The euro zone requires credible reforms to avoid the “Grexit”

grece-possede-encore-chance-demeurerThe euro zone expects Greek reform proposals “credible” to avoid the worst-case scenario in the country that could drift out of the single currency, a prospect that scares some, two days after the resounding no in the referendum.

Before an extraordinary summit of the eurozone expected to 12: 30 pm (Eastern time), the finance ministers of the Eurozone met at noon in Brussels.

A first for the new Greek Minister Tsakalotos Euclid, replacing the flamboyant Yanis Varoufakis.

Coordinator of discussions between Athens and its creditors, Mr. Tsakalotos is more sober than its predecessor, but not necessarily more flexible.

Monday evening, he found that the Greeks “deserved better” after the no in the referendum, and that “they would not accept a non-viable solution. He entered without a word Tuesday on arrival at the meeting with his counterparts.

It is for the Greeks to “tell how they wish to act to avoid the worst,” Pierre Moscovici said on Tuesday, the European Commissioner for Economic Affairs.

But if the result is not satisfactory, an exit of Greece from the euro zone is “not excluded,” warned Valdis Dombrovskis, Vice President of the European Commission adopting a harsh tone face in Athens, edged with hawkish comments from Jean-Claude Juncker.

Before the European Parliament, the head of the EU executive found that it was “time to meet at the negotiating table.”

“I want us we gathered to find a solution,” he insisted, even though “this solution will not find today.” “My desire, my wish is to avoid a Grexit” (an out of the eurozone, Ed).

A “realistic possibility”

But a majority of countries no longer wants to help Greece, after two aid plans totaling 240 billion euros (335 billion dollars) and months of heated negotiations with the radical left government Alexis Tsipras, who took office earlier this year.

“A Grexit would not be a problem for Europe,” has held the Latvian Finance Minister Janis REIRS. “Extending these discussions would be harmful, we must take courageous decisions in one direction or the other,” said his side the Slovak Peter Kazimir.

Less categorical, Maltese Minister Edward Scicluna believes that Grexit is a “realistic possibility” but we must not shake as a “stick”.

The camp hard against Greece has strengthened and has, in addition to Germany, the countries of the east, as well as those that have been hardest hit by the debt crisis, such as Portugal.

Faced with this coalition, France, Spain, Italy or Luxembourg want to be more accommodating and trying to hear a different story.

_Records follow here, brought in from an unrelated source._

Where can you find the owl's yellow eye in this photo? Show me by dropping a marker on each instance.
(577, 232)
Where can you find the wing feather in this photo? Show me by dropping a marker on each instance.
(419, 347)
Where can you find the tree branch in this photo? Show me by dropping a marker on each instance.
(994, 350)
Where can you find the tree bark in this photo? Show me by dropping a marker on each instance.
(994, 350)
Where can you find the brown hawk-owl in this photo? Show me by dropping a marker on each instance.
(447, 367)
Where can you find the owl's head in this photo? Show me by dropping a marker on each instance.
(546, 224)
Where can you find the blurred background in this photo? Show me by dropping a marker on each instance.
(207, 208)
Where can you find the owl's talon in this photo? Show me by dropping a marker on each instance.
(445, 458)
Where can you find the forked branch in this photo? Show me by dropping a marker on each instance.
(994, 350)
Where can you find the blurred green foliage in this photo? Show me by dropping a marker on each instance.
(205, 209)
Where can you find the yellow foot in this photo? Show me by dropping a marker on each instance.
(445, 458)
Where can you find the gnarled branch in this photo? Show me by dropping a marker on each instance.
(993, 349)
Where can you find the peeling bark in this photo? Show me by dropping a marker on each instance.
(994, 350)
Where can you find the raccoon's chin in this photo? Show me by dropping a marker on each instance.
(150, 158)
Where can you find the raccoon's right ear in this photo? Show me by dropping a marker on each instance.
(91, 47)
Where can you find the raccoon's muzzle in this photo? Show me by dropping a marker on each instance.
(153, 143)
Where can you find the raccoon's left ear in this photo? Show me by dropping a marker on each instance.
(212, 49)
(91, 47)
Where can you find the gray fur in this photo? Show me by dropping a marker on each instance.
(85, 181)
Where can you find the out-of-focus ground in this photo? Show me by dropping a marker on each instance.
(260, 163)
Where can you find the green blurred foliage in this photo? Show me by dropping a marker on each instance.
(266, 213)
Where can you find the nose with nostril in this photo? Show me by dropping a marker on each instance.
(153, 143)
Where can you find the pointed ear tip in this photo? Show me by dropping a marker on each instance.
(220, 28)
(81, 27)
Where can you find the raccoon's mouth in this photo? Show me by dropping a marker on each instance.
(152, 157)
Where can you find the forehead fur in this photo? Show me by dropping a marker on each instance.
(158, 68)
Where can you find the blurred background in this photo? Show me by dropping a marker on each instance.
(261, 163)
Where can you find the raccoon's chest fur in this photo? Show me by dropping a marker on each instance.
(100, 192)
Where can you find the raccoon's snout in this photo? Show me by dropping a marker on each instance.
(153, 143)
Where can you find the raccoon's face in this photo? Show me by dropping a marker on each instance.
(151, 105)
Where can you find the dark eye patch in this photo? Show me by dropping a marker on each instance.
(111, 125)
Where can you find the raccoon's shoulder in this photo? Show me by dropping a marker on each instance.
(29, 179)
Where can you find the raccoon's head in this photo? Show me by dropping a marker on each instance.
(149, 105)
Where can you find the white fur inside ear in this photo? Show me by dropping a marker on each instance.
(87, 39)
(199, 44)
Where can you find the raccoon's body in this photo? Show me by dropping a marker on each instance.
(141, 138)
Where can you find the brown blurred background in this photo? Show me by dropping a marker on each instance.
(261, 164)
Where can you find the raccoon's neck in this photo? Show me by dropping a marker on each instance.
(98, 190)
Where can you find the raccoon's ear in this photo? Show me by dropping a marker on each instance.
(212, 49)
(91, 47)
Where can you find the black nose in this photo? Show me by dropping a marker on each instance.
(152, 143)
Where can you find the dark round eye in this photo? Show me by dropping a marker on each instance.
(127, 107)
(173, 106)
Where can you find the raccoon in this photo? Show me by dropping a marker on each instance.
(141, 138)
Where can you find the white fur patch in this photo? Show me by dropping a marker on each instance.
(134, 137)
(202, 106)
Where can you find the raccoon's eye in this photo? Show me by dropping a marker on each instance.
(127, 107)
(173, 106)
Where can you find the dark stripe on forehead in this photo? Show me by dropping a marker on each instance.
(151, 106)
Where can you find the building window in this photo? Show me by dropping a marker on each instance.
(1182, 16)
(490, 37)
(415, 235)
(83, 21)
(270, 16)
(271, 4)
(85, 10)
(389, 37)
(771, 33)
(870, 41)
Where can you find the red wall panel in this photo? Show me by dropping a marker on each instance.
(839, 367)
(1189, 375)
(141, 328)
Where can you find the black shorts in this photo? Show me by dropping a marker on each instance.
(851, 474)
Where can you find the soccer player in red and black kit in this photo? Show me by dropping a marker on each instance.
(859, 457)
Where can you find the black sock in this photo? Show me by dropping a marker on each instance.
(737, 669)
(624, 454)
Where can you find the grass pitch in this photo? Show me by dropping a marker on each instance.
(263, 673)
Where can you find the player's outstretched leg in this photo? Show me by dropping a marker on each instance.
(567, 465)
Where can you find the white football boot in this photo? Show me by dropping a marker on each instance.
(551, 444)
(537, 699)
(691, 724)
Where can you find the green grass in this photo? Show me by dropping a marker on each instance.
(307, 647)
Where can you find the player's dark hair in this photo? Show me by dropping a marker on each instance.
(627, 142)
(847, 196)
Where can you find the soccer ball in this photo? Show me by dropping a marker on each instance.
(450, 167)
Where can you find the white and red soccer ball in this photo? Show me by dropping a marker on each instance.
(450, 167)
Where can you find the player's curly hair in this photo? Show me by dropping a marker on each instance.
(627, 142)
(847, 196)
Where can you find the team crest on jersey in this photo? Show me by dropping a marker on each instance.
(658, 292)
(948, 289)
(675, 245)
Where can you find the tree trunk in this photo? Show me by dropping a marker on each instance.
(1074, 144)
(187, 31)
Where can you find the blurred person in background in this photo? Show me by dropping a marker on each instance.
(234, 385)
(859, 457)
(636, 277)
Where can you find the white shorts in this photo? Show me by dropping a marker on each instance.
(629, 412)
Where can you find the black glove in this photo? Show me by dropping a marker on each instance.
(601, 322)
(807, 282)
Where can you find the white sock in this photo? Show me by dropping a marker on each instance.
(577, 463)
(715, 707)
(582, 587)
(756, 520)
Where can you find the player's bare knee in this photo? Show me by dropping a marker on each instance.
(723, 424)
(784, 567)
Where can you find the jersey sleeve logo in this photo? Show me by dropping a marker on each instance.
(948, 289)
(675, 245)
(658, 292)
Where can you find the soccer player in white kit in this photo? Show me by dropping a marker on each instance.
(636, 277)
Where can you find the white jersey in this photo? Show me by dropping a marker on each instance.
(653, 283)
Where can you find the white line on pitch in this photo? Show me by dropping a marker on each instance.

“An exit from the euro zone is not on the table,” said the Spanish Minister Luis De Guindos, who is running for the presidency of the Eurogroup while his Luxembourg counterpart Pierre Gramegna said he was open to a restructuring of the colossal Greek debt.

France is on the line and “will do everything to ensure that Greece remains in the euro area as this is its place at the heart of European integration,” said Tuesday morning the Prime Minister Manuel Valls.

On Monday evening, President Francois Hollande had received German Chancellor Angela Merkel at the Elysee. They had agreed to require Mr. Tsipras “proposals quite accurate” and “serious” to possibly negotiate a new aid plan, as requested by Athens last week.

This plan would cover the needs of the country, about 30 billion euros (42 billion dollars), while restructuring its debt, that Berlin refuses at all costs.

In Athens, banks remain closed until at least Wednesday and capital controls imposed on citizens will continue.

Monday night, the European Central Bank, the last institution that keeps alive the Greek economy through financial drop by drop to Greek banks, continued its work.

But it has also tightened the conditions of these emergency loans, baptized ELA, which puts additional pressure on Greek banks already dry.

Chests of Athens are empty, or nearly so, and the country has to face in the coming days at various repayments, some to private creditors, but especially several billion euros to the ECB on 20 July.

If Athens does not pay or do not find an agreement, the ECB could let go of the Greek banks, propelling the country on track for an exit from the euro zone, a completely new scenario.